The UN World Food Program (WFP) has reported that southern Madagascar – currently in the midst of its worst drought in four decades – is facing a mass food emergency.

WFP chief David Beasley tweeted on Friday that 400,000 people are “marching towards starvation.” A briefing by the WFP published on Wednesday revealed that 1.14 million people are currently food insecure; and of those, 14,000 are already facing “famine-like conditions,” which will double to 28,000 by October.

In Madagascar, because 43 percent of the population is under the age of 15, the famine has been particularly devastating for the well-being of children. The number of children under five years old suffering from acute malnutrition has almost doubled over the last four months, reaching distressing levels. The worst affected part of the country is Ambovombe, a city in the far south with a population of over 100,000, where the rate has spiraled to 27 percent.

Lola Castro, WFP’s regional director in southern Africa, told a news conference that during her visit to the island nation she observed “a very dramatic and desperate situation.” In her 28 years of working for WFP across four continents, Castro revealed she had “never seen anything this bad.” She likened the desperation of the crisis – evidenced in the scores of emaciated adults and children relying on locusts, raw red cactus fruits, and wild leaves for subsistence – to the Bahr el-Gazal famine in modern-day South Sudan in 1998, which resulted in 70,000 deaths.
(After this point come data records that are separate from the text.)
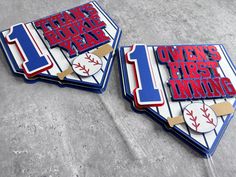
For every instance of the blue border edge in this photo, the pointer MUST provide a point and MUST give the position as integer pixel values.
(96, 88)
(159, 119)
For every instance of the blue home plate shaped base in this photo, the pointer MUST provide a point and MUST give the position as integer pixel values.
(41, 49)
(174, 103)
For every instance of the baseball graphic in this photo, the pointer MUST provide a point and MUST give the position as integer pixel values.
(87, 64)
(200, 117)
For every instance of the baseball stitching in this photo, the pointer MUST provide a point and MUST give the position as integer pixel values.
(92, 60)
(193, 118)
(82, 68)
(207, 115)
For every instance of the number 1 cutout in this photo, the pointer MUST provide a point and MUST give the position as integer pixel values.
(34, 61)
(146, 93)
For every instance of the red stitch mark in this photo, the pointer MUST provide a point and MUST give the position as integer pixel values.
(92, 60)
(207, 115)
(193, 118)
(82, 68)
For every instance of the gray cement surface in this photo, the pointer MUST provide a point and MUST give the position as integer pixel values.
(47, 131)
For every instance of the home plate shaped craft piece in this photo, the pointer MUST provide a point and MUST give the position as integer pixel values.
(74, 47)
(189, 89)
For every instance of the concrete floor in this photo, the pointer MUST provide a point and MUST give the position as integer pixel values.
(47, 131)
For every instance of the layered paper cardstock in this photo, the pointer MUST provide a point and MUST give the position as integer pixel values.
(73, 48)
(189, 89)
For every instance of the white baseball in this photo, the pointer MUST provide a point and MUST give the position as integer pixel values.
(87, 64)
(200, 117)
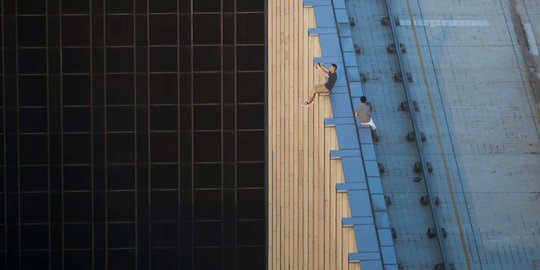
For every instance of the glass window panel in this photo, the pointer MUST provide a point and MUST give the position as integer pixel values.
(208, 258)
(34, 178)
(77, 119)
(207, 58)
(76, 60)
(121, 177)
(77, 148)
(164, 234)
(34, 237)
(119, 6)
(78, 207)
(207, 146)
(249, 28)
(163, 59)
(250, 57)
(122, 259)
(207, 204)
(33, 90)
(250, 5)
(207, 233)
(34, 208)
(207, 6)
(164, 118)
(120, 89)
(207, 29)
(251, 174)
(33, 149)
(250, 116)
(119, 30)
(119, 59)
(33, 120)
(184, 24)
(120, 148)
(206, 87)
(250, 203)
(165, 258)
(31, 6)
(162, 6)
(251, 257)
(31, 31)
(251, 233)
(75, 31)
(120, 118)
(32, 61)
(121, 206)
(207, 175)
(75, 7)
(164, 205)
(207, 117)
(76, 89)
(78, 259)
(250, 146)
(163, 88)
(250, 87)
(77, 177)
(121, 235)
(164, 147)
(163, 29)
(164, 176)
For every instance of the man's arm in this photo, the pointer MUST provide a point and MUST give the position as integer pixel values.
(322, 70)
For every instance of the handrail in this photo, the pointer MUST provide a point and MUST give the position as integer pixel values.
(418, 137)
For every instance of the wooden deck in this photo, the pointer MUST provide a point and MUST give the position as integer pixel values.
(305, 211)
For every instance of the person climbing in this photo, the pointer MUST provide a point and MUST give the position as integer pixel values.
(364, 111)
(322, 88)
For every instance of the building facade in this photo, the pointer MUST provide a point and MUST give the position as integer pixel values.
(133, 134)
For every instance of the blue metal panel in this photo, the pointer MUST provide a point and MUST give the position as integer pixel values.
(344, 29)
(381, 220)
(368, 151)
(375, 185)
(344, 187)
(347, 46)
(371, 265)
(328, 60)
(329, 122)
(378, 202)
(311, 3)
(356, 90)
(366, 238)
(330, 45)
(359, 203)
(341, 106)
(341, 15)
(364, 256)
(350, 59)
(349, 222)
(389, 255)
(347, 137)
(324, 15)
(372, 169)
(353, 169)
(339, 154)
(321, 31)
(365, 135)
(339, 3)
(353, 75)
(385, 236)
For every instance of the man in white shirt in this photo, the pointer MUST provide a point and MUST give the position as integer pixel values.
(364, 111)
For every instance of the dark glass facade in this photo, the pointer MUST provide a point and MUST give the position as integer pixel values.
(133, 134)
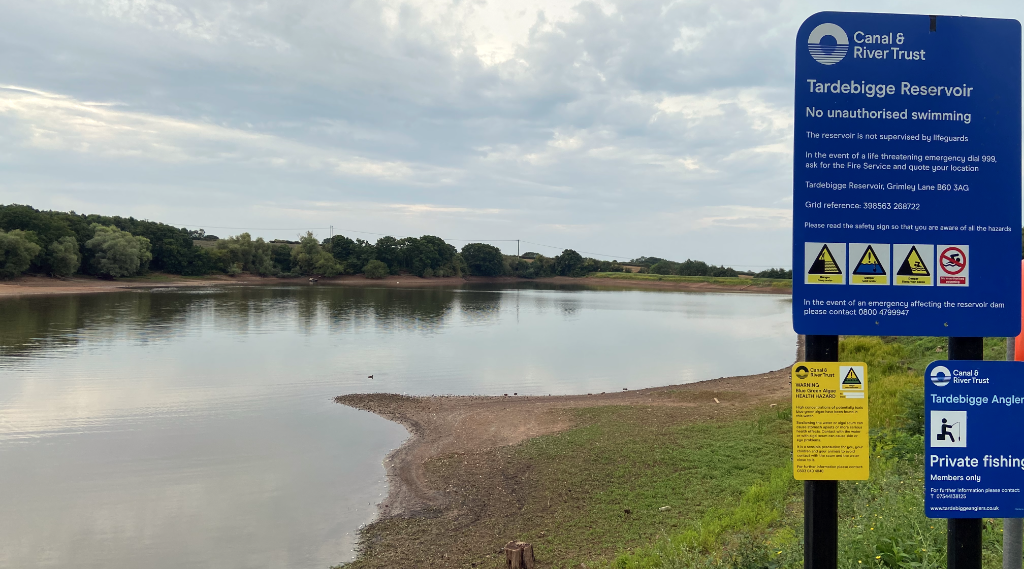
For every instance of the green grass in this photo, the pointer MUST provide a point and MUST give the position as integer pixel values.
(882, 520)
(587, 494)
(641, 467)
(768, 282)
(727, 481)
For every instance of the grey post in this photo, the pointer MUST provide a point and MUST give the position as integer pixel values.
(1013, 528)
(820, 496)
(964, 534)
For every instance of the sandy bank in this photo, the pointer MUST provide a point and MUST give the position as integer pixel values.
(35, 285)
(449, 425)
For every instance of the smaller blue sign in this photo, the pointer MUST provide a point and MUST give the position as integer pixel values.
(974, 448)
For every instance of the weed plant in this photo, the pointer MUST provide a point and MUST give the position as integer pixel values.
(882, 521)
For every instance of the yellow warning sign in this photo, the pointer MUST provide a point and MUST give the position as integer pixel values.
(914, 269)
(824, 269)
(829, 421)
(870, 269)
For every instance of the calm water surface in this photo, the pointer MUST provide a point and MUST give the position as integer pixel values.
(195, 428)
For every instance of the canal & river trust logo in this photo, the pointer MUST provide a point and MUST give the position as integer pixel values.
(827, 53)
(940, 376)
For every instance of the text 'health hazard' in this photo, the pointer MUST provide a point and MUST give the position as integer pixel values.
(872, 264)
(974, 454)
(829, 421)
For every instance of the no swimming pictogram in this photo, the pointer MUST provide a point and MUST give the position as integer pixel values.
(872, 263)
(918, 264)
(824, 263)
(953, 265)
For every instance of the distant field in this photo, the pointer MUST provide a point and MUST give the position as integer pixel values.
(735, 280)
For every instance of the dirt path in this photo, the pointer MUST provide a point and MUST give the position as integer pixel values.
(440, 426)
(37, 285)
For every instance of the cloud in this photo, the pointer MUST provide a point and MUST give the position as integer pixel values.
(425, 116)
(53, 122)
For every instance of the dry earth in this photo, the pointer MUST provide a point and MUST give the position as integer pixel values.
(36, 285)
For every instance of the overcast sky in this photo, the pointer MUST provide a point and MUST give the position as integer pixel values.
(622, 128)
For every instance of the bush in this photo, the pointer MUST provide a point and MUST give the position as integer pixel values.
(774, 273)
(118, 253)
(375, 269)
(569, 263)
(16, 253)
(310, 258)
(64, 257)
(482, 259)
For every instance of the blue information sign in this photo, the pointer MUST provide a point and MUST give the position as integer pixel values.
(974, 451)
(907, 176)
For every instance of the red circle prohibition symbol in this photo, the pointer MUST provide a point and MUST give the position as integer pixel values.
(948, 262)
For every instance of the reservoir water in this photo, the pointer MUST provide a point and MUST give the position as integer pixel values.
(196, 428)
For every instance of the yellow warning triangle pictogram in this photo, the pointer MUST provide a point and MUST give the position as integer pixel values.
(869, 258)
(851, 378)
(824, 263)
(913, 265)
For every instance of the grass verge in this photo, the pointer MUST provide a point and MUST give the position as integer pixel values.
(626, 477)
(730, 280)
(882, 520)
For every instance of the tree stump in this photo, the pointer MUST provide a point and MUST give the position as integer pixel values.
(519, 555)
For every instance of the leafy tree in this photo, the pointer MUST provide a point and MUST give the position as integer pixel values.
(341, 248)
(664, 267)
(310, 258)
(239, 250)
(262, 263)
(432, 253)
(569, 263)
(281, 255)
(484, 260)
(16, 253)
(118, 253)
(64, 257)
(375, 269)
(774, 273)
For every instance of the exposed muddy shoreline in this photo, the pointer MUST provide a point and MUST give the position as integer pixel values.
(35, 285)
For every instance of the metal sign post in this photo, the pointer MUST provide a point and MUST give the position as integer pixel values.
(906, 175)
(906, 199)
(820, 496)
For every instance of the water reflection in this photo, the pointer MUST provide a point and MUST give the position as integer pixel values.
(195, 427)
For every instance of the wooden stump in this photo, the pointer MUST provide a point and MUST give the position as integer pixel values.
(519, 555)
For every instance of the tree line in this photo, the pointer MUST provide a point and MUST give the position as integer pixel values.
(689, 267)
(62, 244)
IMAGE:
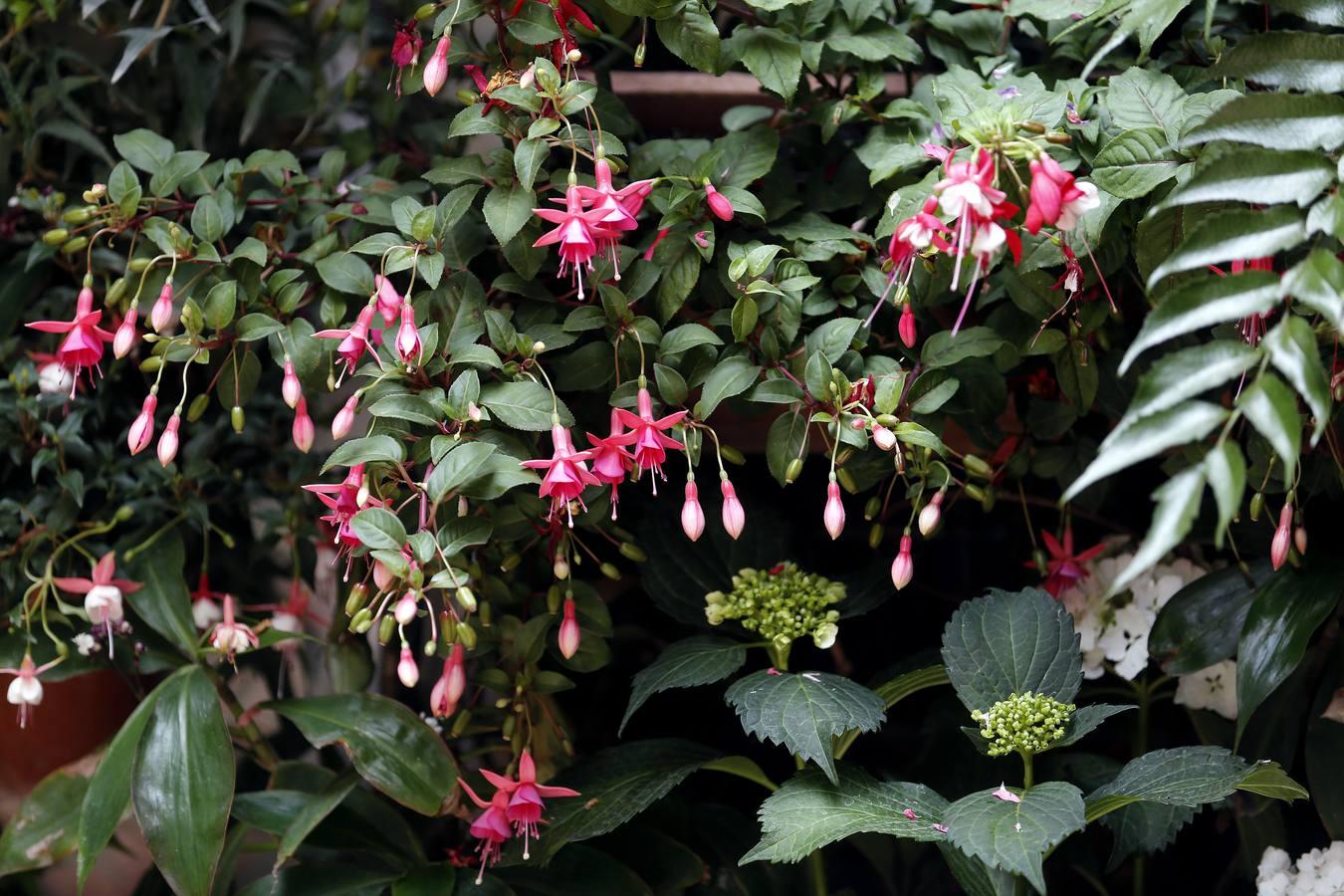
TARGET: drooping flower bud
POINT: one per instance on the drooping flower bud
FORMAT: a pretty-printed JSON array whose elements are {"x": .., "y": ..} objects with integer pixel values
[
  {"x": 142, "y": 427},
  {"x": 570, "y": 633},
  {"x": 903, "y": 567},
  {"x": 692, "y": 516},
  {"x": 833, "y": 514}
]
The UN in partnership with Madagascar’s government is launching an appeal for about $155 million dollars in the coming days to provide urgent food supplies. Thousands of people have left their homes in rural areas and moved to more urban environments in search of food, Castro added.

At present, WFP has reported that 41 million people are at imminent risk of famine across 43 countries, a significant increase from 27 million from two years ago. However, four countries have been identified as already facing famine-like conditions: Ethiopia (especially in the Tigray region), South Sudan, Yemen, and Madagascar. Nigeria and Burkina Faso are also of concern as violence has intensified food insecurity across the Sahel. However, the crisis unfolding in Madagascar is particularly distressing as it portends to future calamities that are triggered by climate change.

“This is not because of war or conflict, this is because of climate change,” David Beasley emphasized. He added that “this is an area of the world that has contributed nothing to climate change, but now, they’re the ones paying the price.”

Madagascar is the only country that isn’t in conflict but still has people facing “Famine-Humanitarian Catastrophe” in the Integrated Food Security Phase Classification known as the IPC, Lola Castro specified. The unfolding crisis calls for greater urgency from the international community towards climate change mitigation efforts before more innocent lives are impacted.